Extending Gravitational Wave Extraction Using Weyl Characteristic Fields

TL;DR

This paper introduces a comprehensive method for extracting all Newman-Penrose Weyl scalars from numerical spacetimes, facilitating improved gravitational waveform analysis crucial for gravitational wave astronomy.

Contribution

It extends existing extraction techniques to produce the full set of Weyl scalars without strict tetrad conditions, enhancing waveform accuracy and analysis capabilities.

Findings

Successfully extracted all Weyl scalars from numerical simulations.

Produced waveforms compatible with current gravitational wave detectors.

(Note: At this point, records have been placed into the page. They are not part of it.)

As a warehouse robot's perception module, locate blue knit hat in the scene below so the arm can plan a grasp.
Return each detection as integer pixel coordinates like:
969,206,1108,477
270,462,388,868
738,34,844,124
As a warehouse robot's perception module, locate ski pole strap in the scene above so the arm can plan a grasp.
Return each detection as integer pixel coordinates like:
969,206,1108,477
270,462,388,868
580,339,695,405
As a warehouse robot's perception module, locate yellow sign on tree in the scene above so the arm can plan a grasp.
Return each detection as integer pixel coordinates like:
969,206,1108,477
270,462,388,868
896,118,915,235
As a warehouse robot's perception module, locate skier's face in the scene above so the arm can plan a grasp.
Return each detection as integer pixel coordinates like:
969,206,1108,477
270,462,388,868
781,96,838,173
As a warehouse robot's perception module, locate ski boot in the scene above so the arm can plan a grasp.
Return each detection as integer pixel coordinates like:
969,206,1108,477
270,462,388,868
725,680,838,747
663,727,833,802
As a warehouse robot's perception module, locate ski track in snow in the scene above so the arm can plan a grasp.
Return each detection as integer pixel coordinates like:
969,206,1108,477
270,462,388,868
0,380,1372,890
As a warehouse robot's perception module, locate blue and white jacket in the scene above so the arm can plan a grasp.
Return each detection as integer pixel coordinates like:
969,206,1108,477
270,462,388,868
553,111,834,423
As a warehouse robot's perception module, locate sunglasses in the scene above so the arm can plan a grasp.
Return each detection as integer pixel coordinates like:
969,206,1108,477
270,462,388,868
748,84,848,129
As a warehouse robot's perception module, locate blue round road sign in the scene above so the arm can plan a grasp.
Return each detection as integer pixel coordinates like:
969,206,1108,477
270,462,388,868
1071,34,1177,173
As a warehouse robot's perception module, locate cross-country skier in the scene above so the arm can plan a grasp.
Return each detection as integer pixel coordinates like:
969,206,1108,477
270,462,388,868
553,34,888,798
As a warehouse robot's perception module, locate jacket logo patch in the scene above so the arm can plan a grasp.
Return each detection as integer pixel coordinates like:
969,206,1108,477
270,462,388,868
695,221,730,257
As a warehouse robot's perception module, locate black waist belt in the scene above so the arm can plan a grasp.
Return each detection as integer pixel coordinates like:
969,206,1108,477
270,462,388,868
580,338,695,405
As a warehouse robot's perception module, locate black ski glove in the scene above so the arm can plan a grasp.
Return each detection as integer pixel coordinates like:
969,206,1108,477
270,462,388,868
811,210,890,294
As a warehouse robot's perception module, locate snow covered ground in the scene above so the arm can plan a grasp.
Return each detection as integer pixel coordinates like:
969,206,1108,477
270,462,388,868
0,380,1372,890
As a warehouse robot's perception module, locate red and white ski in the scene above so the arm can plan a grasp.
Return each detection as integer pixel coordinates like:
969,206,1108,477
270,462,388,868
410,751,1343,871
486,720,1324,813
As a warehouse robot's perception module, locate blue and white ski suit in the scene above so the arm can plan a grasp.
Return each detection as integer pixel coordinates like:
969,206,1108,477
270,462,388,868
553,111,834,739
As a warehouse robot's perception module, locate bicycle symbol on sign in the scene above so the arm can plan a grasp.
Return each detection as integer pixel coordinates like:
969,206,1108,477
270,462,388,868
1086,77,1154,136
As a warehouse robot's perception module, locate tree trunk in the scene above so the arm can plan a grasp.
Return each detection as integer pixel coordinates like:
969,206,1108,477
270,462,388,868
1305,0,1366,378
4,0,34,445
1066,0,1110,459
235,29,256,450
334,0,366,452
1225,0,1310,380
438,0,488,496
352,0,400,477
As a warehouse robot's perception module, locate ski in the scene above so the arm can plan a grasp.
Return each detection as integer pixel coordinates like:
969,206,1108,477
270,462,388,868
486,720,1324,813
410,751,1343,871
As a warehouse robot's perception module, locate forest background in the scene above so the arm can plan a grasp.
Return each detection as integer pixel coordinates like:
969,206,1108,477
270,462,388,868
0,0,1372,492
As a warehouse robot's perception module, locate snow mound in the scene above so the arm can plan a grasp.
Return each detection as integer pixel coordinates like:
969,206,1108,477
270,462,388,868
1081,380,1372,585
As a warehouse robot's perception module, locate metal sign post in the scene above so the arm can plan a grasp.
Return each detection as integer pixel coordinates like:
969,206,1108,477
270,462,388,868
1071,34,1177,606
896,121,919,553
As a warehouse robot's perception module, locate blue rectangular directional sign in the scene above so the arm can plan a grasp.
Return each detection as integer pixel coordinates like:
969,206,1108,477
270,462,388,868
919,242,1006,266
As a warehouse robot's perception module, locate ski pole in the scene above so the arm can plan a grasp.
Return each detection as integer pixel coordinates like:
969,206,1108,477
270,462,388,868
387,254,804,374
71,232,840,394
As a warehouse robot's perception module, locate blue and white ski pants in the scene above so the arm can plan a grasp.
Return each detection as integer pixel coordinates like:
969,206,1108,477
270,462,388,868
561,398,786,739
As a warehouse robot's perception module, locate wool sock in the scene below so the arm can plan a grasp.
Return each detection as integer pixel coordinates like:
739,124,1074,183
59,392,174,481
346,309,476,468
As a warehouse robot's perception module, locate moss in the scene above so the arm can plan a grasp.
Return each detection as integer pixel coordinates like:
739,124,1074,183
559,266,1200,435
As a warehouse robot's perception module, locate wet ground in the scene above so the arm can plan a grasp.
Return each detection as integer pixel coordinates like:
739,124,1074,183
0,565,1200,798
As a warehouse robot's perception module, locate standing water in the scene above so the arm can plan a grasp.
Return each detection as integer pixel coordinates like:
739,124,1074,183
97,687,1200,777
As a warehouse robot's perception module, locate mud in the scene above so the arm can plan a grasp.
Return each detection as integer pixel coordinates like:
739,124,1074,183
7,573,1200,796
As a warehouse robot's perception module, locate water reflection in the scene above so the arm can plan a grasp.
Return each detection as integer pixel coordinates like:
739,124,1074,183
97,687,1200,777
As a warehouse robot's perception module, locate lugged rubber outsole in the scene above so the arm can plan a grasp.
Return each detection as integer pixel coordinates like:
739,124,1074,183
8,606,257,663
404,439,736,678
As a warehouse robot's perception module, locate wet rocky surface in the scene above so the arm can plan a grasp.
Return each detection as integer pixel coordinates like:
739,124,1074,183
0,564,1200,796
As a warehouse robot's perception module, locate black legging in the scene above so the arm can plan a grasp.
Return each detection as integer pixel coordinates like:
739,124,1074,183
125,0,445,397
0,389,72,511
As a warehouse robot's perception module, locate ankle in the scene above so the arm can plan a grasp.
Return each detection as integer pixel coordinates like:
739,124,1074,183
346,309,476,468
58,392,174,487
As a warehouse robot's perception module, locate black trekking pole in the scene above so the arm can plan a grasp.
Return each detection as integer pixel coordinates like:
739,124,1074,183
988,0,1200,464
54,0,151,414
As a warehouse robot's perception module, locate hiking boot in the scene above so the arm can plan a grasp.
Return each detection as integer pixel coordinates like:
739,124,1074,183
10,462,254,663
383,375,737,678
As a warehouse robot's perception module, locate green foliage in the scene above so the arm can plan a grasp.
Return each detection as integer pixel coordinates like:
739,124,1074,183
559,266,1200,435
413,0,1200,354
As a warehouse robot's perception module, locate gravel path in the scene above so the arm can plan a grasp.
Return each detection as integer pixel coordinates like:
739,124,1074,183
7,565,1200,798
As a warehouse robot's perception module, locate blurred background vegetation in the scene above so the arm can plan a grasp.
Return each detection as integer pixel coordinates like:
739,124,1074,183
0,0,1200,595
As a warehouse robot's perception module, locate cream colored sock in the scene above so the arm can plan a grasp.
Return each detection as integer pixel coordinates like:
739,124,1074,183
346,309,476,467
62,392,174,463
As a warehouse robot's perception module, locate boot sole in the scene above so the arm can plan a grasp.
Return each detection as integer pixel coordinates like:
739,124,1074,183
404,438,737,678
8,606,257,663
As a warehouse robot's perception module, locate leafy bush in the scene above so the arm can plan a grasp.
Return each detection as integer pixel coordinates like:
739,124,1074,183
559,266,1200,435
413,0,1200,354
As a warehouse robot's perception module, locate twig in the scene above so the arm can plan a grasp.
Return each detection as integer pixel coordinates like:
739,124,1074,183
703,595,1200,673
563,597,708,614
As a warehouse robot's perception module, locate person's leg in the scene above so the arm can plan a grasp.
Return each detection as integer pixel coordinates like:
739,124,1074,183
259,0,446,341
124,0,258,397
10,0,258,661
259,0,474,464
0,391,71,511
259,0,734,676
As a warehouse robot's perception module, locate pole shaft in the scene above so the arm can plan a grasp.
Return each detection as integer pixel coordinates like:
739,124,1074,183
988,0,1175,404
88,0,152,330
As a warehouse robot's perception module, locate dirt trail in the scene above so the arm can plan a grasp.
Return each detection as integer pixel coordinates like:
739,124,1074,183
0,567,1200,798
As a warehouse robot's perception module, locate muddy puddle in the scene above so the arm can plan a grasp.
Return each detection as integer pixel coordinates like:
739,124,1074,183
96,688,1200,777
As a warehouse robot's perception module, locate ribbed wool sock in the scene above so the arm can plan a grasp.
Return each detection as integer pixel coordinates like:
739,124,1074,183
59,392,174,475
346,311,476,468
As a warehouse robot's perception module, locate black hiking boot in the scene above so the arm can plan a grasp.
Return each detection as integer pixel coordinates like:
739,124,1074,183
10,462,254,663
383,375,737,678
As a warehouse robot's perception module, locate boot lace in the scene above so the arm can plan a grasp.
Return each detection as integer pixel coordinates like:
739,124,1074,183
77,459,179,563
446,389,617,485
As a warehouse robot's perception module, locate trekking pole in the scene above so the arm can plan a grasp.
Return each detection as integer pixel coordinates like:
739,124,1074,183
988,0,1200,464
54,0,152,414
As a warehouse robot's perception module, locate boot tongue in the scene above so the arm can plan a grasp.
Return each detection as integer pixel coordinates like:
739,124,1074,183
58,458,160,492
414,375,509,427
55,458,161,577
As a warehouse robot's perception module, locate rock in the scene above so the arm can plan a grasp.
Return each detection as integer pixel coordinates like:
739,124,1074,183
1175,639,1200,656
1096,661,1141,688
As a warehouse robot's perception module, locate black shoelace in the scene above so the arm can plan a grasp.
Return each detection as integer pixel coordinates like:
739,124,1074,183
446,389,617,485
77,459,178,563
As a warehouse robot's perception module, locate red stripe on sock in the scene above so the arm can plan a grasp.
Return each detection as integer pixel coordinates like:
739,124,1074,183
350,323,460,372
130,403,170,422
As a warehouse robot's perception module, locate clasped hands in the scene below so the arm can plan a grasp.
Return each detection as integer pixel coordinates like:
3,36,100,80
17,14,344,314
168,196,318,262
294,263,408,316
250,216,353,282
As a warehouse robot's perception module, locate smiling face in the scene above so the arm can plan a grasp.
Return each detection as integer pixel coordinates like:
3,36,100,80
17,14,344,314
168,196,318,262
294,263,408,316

Demonstrated the method's viability compared to more complex approaches.

Abstract

We present a detailed methodology for extracting the full set of Newman-Penrose Weyl scalars from numerically generated spacetimes without requiring a tetrad that is completely orthonormal or perfectly aligned to the principal null directions. We also describe how to implement an extrapolation technique for computing the Weyl scalars' contribution at asymptotic null infinity in postprocessing. These methods have been used to produce $\Psi_4$ and $h$ waveforms for the Simulating eXtreme Spacetimes (SXS) waveform catalog and now have been expanded to produce the entire set of Weyl scalars. These new waveform quantities are critical for the future of gravitational wave astronomy in order to understand the finite-amplitude gauge differences that can occur in numerical waveforms. We also present a new analysis of the accuracy of waveforms produced by the Spectral Einstein Code. While ultimately we expect Cauchy characteristic extraction to yield more accurate waveforms, the extraction techniques described here are far easier to implement and have already proven to be a viable way to produce production-level waveforms that can meet the demands of current gravitational-wave detectors.